Christians, in this moment between what Egan might call the “new” and ‘old’ normal—in this liminal space—we have a unique opportunity to choose new ways of being in the world. We have the choice to follow Jesus and his way more closely on our earthly pilgrimage rather than choosing instead to return to ‘normal,” towards extraordinary and abundant life and happiness here and now. Timothy Egan quotes in his book an oft heard saying that I often heard as I walked to Santiago de Compostela – we all must walk our own road or, as the poet Spanish poet Antonio Machado put it “Walker there is no road, the road is made by walking. By walking one makes the road.”
In his book A Pilgrimage to Eternity, Timothy Egan walks his own road—sharing it at different times with his son, his daughter, and his wife. And while he does, in fact, take this journey abroad, the biggest journey takes place within his own mind, his own soul, and his own family. I don’t think it is for nothing that Kant’s simple list makes sense to him after the completion of his pilgrimage to Rome. Even if all roads lead to Rome, they don’t necessarily lead to happiness. In fact, they all too often disappoint. Happiness is rather simple and usually homemade.
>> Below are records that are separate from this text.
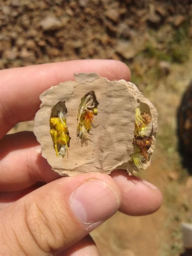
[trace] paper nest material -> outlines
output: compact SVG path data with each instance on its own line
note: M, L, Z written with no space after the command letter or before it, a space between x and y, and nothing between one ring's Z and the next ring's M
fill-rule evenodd
M119 169L130 173L138 172L130 164L135 127L135 109L150 113L153 124L152 141L144 169L150 163L157 131L156 108L134 84L124 80L110 81L95 73L74 75L75 81L60 83L40 96L42 104L35 118L34 132L41 146L41 154L52 169L60 175L73 176L99 172L109 174ZM94 91L99 103L87 139L77 139L77 116L81 98ZM68 155L57 157L50 135L49 119L54 106L64 102L70 137ZM85 143L86 142L86 143Z

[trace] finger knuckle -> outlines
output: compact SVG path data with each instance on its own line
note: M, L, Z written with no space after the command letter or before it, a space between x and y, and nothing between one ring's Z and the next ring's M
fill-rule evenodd
M29 232L38 246L49 252L65 247L67 229L61 224L59 213L52 204L45 207L35 202L26 207L26 220Z

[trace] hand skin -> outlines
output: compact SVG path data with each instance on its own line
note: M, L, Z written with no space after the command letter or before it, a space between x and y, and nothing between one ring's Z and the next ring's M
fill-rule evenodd
M157 211L162 194L122 170L61 177L37 149L32 132L5 135L34 118L39 95L73 74L94 72L130 81L123 63L74 60L0 70L0 255L100 255L89 233L117 210L139 216ZM139 205L139 206L138 206ZM11 242L10 243L10 241Z

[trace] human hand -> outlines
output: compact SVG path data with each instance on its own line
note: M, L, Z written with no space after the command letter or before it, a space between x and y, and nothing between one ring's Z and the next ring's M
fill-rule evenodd
M132 215L160 206L156 187L123 170L110 176L60 177L37 149L29 132L5 135L34 118L39 95L51 85L95 72L110 80L130 79L119 61L75 60L0 71L0 254L99 255L88 234L117 210ZM113 177L113 178L112 178Z

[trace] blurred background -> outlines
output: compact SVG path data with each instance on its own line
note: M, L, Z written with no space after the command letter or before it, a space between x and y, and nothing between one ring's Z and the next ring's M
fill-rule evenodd
M181 105L192 80L190 2L0 1L0 69L118 60L128 66L132 82L157 109L156 147L150 167L139 176L161 189L163 205L146 216L117 212L92 232L102 256L177 256L184 251L181 225L191 222L192 205L192 169L184 153L192 142L192 90ZM32 121L19 124L10 133L32 130L33 126Z

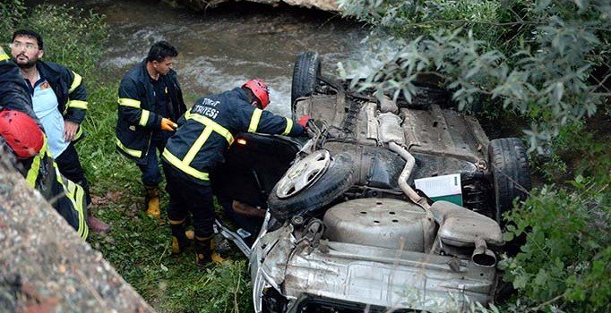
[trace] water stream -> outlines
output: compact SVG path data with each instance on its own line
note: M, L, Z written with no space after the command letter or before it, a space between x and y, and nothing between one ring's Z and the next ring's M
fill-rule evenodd
M359 42L366 35L360 25L340 16L298 8L239 3L196 13L157 1L78 4L107 16L110 37L99 63L117 80L146 56L153 42L168 40L179 51L175 70L185 99L260 77L271 87L269 109L285 115L290 112L292 68L299 52L317 51L323 72L332 74L338 62L359 58Z

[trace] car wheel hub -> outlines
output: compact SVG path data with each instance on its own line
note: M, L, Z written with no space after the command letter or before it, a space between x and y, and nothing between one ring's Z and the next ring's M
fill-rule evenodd
M331 164L327 150L317 150L293 165L278 182L276 195L280 199L289 198L313 185L323 176Z

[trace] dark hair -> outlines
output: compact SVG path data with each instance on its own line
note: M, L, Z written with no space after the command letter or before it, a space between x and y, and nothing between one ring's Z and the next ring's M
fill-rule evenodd
M167 57L175 57L178 55L178 51L174 46L168 41L158 41L152 45L149 50L149 55L146 57L148 62L161 62Z
M24 36L35 38L38 42L39 49L43 50L42 37L40 37L40 34L38 32L30 30L17 30L13 33L13 38L11 39L11 42L14 41L15 37L17 36Z

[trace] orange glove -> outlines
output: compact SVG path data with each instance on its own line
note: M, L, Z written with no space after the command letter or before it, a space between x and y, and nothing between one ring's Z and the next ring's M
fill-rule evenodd
M178 125L170 119L165 117L161 119L161 131L176 131L176 127Z

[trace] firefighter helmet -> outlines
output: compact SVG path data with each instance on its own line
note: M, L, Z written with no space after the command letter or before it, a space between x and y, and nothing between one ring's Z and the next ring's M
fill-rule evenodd
M19 158L36 156L45 143L45 135L36 121L14 110L0 111L0 136Z
M250 80L242 87L245 87L253 91L253 94L254 94L254 97L261 104L261 108L265 109L267 105L270 104L270 89L263 80L260 79Z

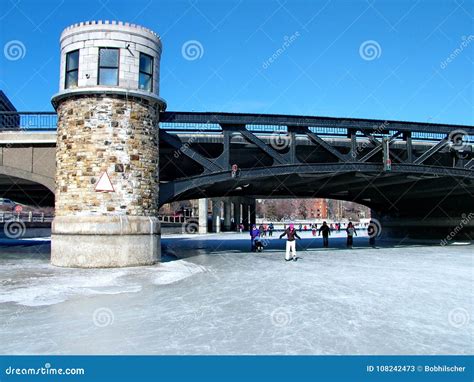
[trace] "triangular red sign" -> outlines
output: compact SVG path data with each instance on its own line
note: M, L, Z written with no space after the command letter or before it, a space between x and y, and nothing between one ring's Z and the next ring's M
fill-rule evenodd
M115 192L107 171L100 176L99 181L95 185L95 192Z

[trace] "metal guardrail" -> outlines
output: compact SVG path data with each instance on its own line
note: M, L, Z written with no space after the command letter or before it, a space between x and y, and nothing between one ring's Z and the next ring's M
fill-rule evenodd
M53 215L45 215L44 213L0 212L0 223L11 221L21 221L23 223L51 223L53 219Z
M55 112L0 112L1 131L55 131ZM413 140L440 140L453 131L464 131L469 142L474 142L474 127L419 122L381 121L369 119L343 119L331 117L305 117L271 114L163 112L160 128L176 132L221 132L221 124L241 124L255 133L285 133L288 126L307 126L313 133L323 136L345 137L348 129L370 132L403 131L411 132Z
M197 219L197 216L158 215L158 221L160 223L185 223L191 219Z
M0 131L50 131L56 130L58 117L55 112L0 112Z

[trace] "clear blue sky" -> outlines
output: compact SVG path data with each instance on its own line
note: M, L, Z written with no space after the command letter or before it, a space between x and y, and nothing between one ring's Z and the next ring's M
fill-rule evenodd
M168 110L474 121L470 0L0 4L0 88L23 111L52 110L63 28L121 20L161 35L160 93ZM291 36L289 46L276 53ZM17 60L5 53L13 40L25 47ZM203 47L198 59L182 54L190 40ZM370 43L361 54L367 41L378 44L372 60L364 59L373 58ZM268 65L274 53L276 60Z

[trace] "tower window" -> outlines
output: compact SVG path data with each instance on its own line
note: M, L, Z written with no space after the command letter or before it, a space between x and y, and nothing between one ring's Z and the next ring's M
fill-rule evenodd
M140 90L153 91L153 57L145 53L140 53L138 86Z
M119 50L99 48L99 85L118 85Z
M73 50L66 54L66 89L77 87L79 78L79 50Z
While some days I may feel sad or anxious or exhausted, I have everything I need to be happy. As I Christian and a human being, I have something to do—to love God and to love my neighbor not just as myself but even as Jesus loves me. I have someone to love – God, my husband, my friends, my family, and my community. And I have something to hope for—not just the new normal whatever that shapes up to be – but the extraordinary and glorious Kingdom of God where I know Jesus will be. So while we may be excited to go and to do, we need to remember right now that wherever we may be, Jesus will be too. So watch carefully Christians who and what is God putting in your path… and follow your heart…..that’s the way Jesus speaks to us and helps us find true happiness.